How effectiveness was evidenced: The provider evidenced reduced agency reliance, fewer disrupted routines, improved family confidence and stronger staff relationships with people supported. This demonstrated social value through local employment, continuity and better lived experience.

Governance and Evidence

Governance gives local employment evidence credibility. Providers should maintain an audit trail showing recruitment source, locality, induction completion, retention, progression, staff feedback, workforce wellbeing and quality outcomes.

Data may include local applicant numbers, appointment rates, induction completion, early turnover, internal progression, agency use, sickness absence, supervision completion and continuity measures. Qualitative evidence explains confidence, belonging, trust, staff pride and lived experience.

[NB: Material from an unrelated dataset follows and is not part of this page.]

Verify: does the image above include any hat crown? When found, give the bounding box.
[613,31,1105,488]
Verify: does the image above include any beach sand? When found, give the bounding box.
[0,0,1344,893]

Strong services demonstrate how employment evidence informs workforce planning, commissioner reporting, quality assurance and board oversight. This creates a clear line of sight from local jobs to stronger services and community value.

Commissioner and CQC Expectations

Commissioners expect providers to evidence good work, local opportunity and workforce resilience as part of social value. Local employment evidence helps show how contract spend strengthens the local economy and improves service stability.

CQC expectations focus on safe, effective, responsive and well-led care. Local workforce evidence supports this when it shows that recruitment, induction, supervision and retention contribute to continuity, competence and positive experiences.

Common Pitfalls

  • Counting local staff without evidencing retention or progression.
  • Claiming employment impact without showing who benefited.
  • Ignoring barriers such as transport, digital access or caring responsibilities.
  • Separating workforce data from quality and outcome evidence.
  • Overlooking entry-level staff development as social value.
  • Reporting recruitment activity without showing improved service continuity.

Conclusion

Measuring local employment impact in adult social care contracts means showing how care services create accessible jobs, stable work, progression and better continuity for people receiving support. Strong providers demonstrate this through recruitment evidence, workforce support, lived experience, retention data and governance that links employment practice to outcomes. When evidence is strong, local employment becomes one of the clearest ways adult social care contracts build community wealth and lasting social value.